Conceptually, its simple: we have a store which is in state A, we dispatch an action, this store transitions to state B. We just have to make sure every client is updated to reflect this new state.
We'll just apply the good old React strategy: diffing! So we diff state B and state A, so that since client is already in state A, then if we transmit this diff over the wire, and apply this diff on the client, then it will transition to state B. Fair enough.
But deep diffing objects is super slow! The real question is: can we make it fast enough? :)
Much like React does, here we'll also use an heuristic. We won't actually diff objects. We will rather record the mutations (or more accurately, the transitions between immutable states), and just replay them on the client. From an abstract point of view, its equivalent to diffing, its just so much faster.
### Can we use it today?
As a matter of fact, I've been working on this for quite a while.
These implementations are not battle tested, and probably need some work before you can actually use it in production apps, but hey, they work. I've used them in demos and I fully intent to use them in production very soon.
Since it involves several very distinct part, I've splitted them into distinct modules:
- [Remutable](https://github.com/elierotenberg/remutable), the Immutable JS wrapper that enables transitions and fast diffs/patchs/serialization.
- [Nexus Flux](https://github.com/elierotenberg/nexus-flux), my implementation of Flux that abstracts away how onChange and onDispatch is actually transmitted.
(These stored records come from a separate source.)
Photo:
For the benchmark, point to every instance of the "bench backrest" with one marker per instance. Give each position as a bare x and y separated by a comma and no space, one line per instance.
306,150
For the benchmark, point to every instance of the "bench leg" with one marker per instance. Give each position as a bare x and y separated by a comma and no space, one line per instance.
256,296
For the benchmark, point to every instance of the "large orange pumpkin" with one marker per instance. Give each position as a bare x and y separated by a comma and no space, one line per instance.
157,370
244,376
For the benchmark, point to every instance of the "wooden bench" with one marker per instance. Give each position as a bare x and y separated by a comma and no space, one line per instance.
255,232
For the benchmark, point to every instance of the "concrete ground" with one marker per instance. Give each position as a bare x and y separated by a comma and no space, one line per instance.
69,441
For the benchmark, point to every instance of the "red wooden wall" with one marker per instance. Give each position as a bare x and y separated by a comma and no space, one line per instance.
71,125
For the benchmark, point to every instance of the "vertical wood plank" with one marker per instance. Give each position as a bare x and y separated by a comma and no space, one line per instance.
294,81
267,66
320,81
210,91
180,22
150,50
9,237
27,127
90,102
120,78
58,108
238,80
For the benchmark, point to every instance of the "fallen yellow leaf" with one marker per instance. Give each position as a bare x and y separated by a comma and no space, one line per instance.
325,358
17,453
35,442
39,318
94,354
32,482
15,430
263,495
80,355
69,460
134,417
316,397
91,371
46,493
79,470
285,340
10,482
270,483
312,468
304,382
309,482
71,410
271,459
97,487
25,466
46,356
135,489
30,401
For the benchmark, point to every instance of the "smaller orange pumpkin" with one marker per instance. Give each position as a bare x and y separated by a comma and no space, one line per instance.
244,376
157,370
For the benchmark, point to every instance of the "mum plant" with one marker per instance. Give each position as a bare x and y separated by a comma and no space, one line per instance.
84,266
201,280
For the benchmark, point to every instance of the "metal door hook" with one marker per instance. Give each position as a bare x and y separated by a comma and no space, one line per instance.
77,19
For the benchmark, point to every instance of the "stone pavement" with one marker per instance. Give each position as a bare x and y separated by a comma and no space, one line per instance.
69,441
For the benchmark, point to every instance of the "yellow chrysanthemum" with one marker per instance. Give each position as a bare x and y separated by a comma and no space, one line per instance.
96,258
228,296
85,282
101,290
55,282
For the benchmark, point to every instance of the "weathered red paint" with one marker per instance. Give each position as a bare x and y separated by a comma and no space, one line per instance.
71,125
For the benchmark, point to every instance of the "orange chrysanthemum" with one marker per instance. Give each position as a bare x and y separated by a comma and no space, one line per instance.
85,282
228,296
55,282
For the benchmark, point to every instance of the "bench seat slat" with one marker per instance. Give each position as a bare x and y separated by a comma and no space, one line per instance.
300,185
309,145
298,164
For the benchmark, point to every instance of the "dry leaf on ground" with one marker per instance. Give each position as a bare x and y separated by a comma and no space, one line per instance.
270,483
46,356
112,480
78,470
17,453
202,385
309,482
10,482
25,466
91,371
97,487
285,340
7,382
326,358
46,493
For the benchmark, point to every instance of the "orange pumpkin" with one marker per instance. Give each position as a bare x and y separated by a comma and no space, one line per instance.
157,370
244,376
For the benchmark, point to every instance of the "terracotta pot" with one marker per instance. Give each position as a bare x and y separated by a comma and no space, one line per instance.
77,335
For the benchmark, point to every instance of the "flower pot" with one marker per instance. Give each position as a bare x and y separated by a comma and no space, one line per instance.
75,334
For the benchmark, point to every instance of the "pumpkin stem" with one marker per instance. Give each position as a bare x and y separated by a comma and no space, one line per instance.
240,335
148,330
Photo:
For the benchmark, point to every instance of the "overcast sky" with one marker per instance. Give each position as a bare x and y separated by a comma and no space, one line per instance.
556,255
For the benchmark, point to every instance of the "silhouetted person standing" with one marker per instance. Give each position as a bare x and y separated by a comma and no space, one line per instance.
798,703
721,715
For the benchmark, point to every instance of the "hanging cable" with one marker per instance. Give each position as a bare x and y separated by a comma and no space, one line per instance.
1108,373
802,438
- [Nexus Flux socket.io adapter](https://github.com/elierotenberg/nexus-flux-socket.io) implements socket.io adapter for Nexus Flux and handles the communication between the server and then clients.
Free benefits:
- Nexus Flux can be used as your local "traditional" flux backend using Promises. It also comes with an experimental WebWorker/postMessage backend that should allow you to defer complex action dispatch/store update logic off the main thread (eg. data crunching). I've not used it yet but this seems like a really good candidate to do fun stuff.
- Nexus Flux socket.io is super cache friendly: stores "initial states" are exposed to HTTP GET, and each patch gets a unique version identifier that can be used to cachebust very precisely (without overcaching or undercaching).